Listening Policy Workshop on How to Resolve the Housing Issues of University Students
Date: May 3, 2012
Venue: Garam Hall, Hongik University
It feels so good to be on campus again. All of the young, healthy students I see here today remind me of the bright and clear weather of May. I am grateful for that. Student councils from three universities, university students, professors who joined the discussion panels, and representatives from the central government, thank you so much for inviting me here.

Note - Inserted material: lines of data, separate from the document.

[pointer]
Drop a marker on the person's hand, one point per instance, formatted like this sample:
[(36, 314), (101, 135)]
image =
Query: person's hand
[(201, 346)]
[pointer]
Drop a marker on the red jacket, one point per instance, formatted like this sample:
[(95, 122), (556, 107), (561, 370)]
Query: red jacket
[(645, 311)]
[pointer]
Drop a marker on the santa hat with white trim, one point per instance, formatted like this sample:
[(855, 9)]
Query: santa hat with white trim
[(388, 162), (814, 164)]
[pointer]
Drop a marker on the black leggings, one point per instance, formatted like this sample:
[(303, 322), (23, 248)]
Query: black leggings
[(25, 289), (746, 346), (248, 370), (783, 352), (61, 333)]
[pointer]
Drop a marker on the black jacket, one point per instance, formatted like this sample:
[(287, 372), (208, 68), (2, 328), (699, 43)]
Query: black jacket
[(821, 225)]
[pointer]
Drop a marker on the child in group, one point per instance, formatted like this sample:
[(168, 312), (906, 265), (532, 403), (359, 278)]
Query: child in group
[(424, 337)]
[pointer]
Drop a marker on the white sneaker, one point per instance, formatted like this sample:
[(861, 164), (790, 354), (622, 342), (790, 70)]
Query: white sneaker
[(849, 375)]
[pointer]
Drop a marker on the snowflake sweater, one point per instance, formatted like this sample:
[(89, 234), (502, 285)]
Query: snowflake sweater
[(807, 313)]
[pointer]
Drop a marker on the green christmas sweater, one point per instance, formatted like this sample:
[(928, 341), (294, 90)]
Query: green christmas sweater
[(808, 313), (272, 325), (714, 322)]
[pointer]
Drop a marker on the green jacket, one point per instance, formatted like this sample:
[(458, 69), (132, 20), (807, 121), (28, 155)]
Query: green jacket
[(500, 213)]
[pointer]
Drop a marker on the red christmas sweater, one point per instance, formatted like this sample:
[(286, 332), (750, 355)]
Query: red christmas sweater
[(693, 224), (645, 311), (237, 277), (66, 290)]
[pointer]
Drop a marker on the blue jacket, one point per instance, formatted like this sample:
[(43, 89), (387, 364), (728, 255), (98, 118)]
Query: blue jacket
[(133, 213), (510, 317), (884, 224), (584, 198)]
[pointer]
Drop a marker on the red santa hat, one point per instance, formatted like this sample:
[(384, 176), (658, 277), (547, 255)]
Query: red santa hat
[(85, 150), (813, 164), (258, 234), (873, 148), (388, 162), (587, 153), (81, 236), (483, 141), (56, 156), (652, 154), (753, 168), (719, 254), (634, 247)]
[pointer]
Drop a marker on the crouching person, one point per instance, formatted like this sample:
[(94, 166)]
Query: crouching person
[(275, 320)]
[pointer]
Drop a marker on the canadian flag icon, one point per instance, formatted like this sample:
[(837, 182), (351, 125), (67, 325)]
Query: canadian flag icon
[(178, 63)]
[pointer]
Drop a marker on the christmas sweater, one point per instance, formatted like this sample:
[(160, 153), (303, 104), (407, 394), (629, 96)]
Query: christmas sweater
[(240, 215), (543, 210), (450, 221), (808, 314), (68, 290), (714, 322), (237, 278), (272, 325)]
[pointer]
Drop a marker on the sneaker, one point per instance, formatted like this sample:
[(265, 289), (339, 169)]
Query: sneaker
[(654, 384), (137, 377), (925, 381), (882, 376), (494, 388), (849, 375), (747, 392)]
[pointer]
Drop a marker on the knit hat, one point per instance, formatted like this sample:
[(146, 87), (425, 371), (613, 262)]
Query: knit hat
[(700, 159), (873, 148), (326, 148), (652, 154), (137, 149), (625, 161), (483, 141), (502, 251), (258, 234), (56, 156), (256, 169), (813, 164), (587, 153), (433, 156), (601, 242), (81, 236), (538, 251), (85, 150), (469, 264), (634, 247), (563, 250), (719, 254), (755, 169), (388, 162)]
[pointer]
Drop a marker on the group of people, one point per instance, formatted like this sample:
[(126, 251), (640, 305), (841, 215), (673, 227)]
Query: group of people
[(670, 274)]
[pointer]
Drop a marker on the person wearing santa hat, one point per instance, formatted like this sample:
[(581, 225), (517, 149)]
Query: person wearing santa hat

The cost of accommodations accounts for approximately 50 percent of the expenses paid by university students, and I think that we should seriously consider how to improve such accommodations, as well as the students’ quality of life. In order for our universities to serve their main purpose, it is important that we resolve these issues. Students should have dreams; I consider it a social duty of those who have been granted the opportunity to get an education. However, I am aware of the grim reality that pushes university students to find jobs. Nevertheless, students have the opportunity to effect change in their learning environments and build the foundations for realizing their dreams in diverse ways. This is the issue I would like to talk about today.
Have you heard of the 3 pyeong (10-square-meter) “Mini House” in Sweden? The Mini House is designed with two floors—the second floor is the bedroom while the first floor contains the kitchen, living room, and bathroom. About 100 of these houses have been built, and they can be rented for about KRW 400,000 per month, which is even cheaper than the average of KRW 700,000 in rent paid by our students. I am not saying that the Seoul Metropolitan Government will use this idea, but I would like to stress that we are determined to pursue a solution to the issue of accommodation for university students.
I will continue to speak about and maintain public interest in this issue until the day we finally realize reasonable accommodations for our students.